Cubs News

How the Cubs are navigating the challenge of their unique schedule

3 months agoTony Andracki

The Cubs understand how fortunate they are to be in a position to play in momentous events like the Field of Dreams game last season or the London Series last weekend.

But at the same time, the high-profile events can be a drain on a team in the middle of a marathon 162-game season.

“One a year is enough for me,” manager David Ross quipped Tuesday afternoon before his team’s 5-1 loss to the Phillies.

The Cubs thoroughly enjoyed their once-in-a-lifetime experience playing in Europe but are now facing the reality of playing 13 straight games heading into the All-Star Break.

The next two weeks will be pivotal for the Cubs as they work to climb all the way to the top of the National League Central.

In an effort to combat the travel to London, the Cubs advised the players and team personnel to stay up after flying overnight and arriving at about 10 a.m. Thursday. The idea was to help get acclimated to the new sleep schedule.

“Everybody’s trying to get on schedule,” Ian Happ said. “You come back, you’re trying to get the right amount of sleep and hydration and get back on a normal schedule. That’s all part of it.”

The Cubs were off on both Thursday and Friday before playing Saturday and Sunday in London. After Sunday’s game, they took an 8-hour flight back to Chicago and were off again on Monday.

“I think we’re still going through it, if I’m being honest,” Ross said. “We’ve got the next couple days to try to see how things continue to shake out. Listen to the players, how they’re feeling, what you see within their performance and try to do the best we can to take care of that.”

The Cubs are finding ways to get their players rest over the next few days, pushing back the time they have to report to the field and adjusting batting practice schedules.

On Tuesday, batting practice was optional for the Cubs — especially given the air quality conditions in Chicago.

Cubs players said after Tuesday’s game that they didn’t feel the effects of the smoke physically but they’ll know more about how they feel in the coming days.

“You smell it, you taste it,” Happ said. “Just go out and play baseball and try and forget about it once you’re out there.”

Ross and his coaching staff knew this tough stretch awaited the Cubs when they got back from London and had already mapped out lighter days leading up to the All-Star Break.

“We’ll play it by ear,” Ross said. “Definitely, one off-day after that kind of trip is not all of a sudden everybody is back to normal. I think everybody feels a little bit differently and is able to sleep a little bit differently.

“Try to listen to how everybody’s doing and I’ll set things up accordingly.”

The Cubs were on a hot stretch before London, compiling a 10-2 record and winning 4 straight series against playoff-hopefully teams in the Giants, Pirates (twice) and Orioles. That run helped the Cubs claw their way back in the division and they entered play Tuesday just 3 games out of 1st place.

After splitting with the last-place Cardinals in Europe, the Cubs now play host to the Phillies and then the Guardians at Wrigley Field.

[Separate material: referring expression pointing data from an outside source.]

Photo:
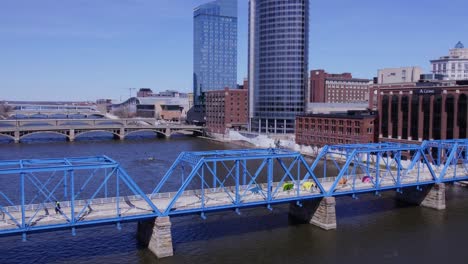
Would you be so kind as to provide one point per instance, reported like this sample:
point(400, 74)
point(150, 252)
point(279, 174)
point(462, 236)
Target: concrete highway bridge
point(31, 110)
point(97, 190)
point(73, 128)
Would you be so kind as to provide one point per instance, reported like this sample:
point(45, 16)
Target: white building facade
point(454, 66)
point(399, 75)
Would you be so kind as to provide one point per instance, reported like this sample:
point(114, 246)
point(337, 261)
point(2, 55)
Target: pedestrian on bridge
point(57, 207)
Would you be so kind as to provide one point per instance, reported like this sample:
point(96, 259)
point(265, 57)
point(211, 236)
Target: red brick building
point(352, 127)
point(421, 111)
point(225, 109)
point(337, 88)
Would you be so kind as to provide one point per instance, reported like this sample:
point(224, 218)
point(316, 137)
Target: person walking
point(57, 207)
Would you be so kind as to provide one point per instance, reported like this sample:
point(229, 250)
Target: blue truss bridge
point(97, 190)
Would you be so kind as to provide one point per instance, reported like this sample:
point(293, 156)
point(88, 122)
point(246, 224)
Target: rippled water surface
point(370, 230)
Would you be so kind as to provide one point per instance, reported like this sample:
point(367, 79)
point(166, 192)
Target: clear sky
point(89, 49)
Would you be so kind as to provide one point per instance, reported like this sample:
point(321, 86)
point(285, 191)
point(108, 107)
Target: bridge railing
point(31, 189)
point(97, 190)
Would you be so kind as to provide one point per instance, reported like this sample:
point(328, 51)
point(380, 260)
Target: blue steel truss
point(96, 190)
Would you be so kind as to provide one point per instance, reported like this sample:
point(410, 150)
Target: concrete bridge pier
point(168, 132)
point(319, 212)
point(71, 135)
point(156, 235)
point(432, 196)
point(16, 137)
point(122, 133)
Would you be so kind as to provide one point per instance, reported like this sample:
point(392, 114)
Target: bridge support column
point(122, 133)
point(430, 196)
point(319, 212)
point(157, 236)
point(71, 135)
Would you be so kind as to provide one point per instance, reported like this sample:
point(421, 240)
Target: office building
point(215, 47)
point(351, 127)
point(337, 88)
point(454, 66)
point(415, 113)
point(226, 109)
point(278, 57)
point(399, 75)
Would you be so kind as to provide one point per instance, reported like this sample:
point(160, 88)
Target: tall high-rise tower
point(215, 47)
point(278, 55)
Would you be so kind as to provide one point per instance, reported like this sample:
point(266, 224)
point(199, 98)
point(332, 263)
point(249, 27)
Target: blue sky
point(89, 49)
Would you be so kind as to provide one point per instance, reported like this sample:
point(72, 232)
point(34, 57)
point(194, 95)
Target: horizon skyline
point(107, 54)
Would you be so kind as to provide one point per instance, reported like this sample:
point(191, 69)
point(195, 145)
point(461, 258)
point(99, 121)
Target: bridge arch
point(28, 134)
point(115, 134)
point(185, 130)
point(7, 136)
point(155, 131)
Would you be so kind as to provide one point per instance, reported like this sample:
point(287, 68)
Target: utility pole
point(130, 90)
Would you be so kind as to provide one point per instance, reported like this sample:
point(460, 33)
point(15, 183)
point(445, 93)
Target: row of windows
point(267, 25)
point(328, 121)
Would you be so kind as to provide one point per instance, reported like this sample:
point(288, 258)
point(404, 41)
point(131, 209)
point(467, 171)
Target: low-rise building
point(352, 127)
point(422, 111)
point(226, 109)
point(454, 66)
point(337, 88)
point(399, 75)
point(168, 105)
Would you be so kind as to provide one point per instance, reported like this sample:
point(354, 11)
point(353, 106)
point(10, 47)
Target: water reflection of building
point(421, 111)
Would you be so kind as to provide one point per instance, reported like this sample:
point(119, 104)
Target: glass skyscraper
point(215, 47)
point(278, 56)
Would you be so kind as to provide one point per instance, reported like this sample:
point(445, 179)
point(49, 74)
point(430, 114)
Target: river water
point(370, 229)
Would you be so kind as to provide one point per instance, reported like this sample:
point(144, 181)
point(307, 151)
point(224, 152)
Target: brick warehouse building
point(337, 88)
point(421, 112)
point(225, 109)
point(352, 127)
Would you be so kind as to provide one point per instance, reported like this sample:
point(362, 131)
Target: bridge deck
point(192, 200)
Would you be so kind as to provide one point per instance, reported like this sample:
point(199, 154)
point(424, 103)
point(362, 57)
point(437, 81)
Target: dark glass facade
point(215, 47)
point(278, 55)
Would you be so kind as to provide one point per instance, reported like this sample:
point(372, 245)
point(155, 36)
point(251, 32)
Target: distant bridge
point(97, 190)
point(21, 110)
point(73, 128)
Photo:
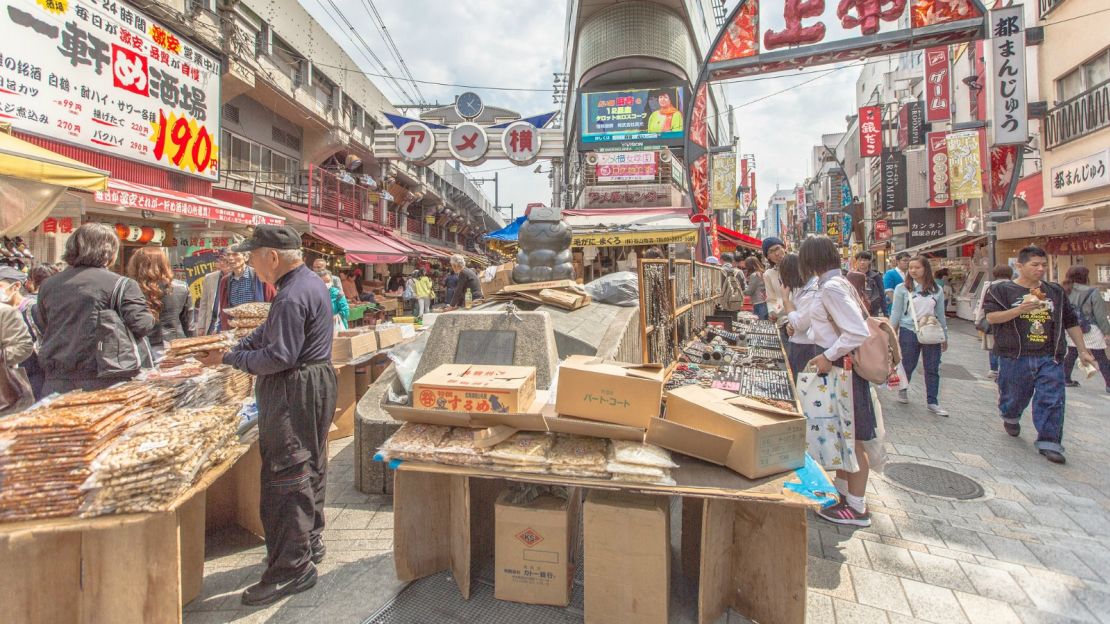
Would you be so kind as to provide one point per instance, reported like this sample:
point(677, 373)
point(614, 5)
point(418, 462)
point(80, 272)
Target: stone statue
point(545, 247)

From there, they hit the road for a big 4-game series in Milwaukee against a Brewers team that woke up Tuesday morning in 1st place. The Cubs close the first half with a 3-game set against the Yankees in New York.

“The next two weeks are gonna be really important,” Ross said. “We just gotta continue to focus on the things we’ve done well and continue to play our brand of baseball. We play some really good teams.

“Gonna need to play good all the way up through the Yankees and hopefully go into the All-Star Break with a little bit of momentum. Hopefully we can carry this through the next 13 games. That’d be really nice.”

Ross delivered that same message to his team in a meeting before Tuesday’s game.

The Cubs have a lot of young players in the clubhouse but they also added a lot of veterans this winter with World Series rings, including Dansby Swanson, Cody Bellinger and Trey Mancini.

“Obviously the schedule is just a little different,” Bellinger said. “We know as a unit, as team, these next games are important for sure.

“It’s very important [to come together as a group and talk things out]. That’s what we do really well here — the coaching staff, the players. A lot of really solid talks. That’s why we’ve stayed afloat and been playing really good baseball.”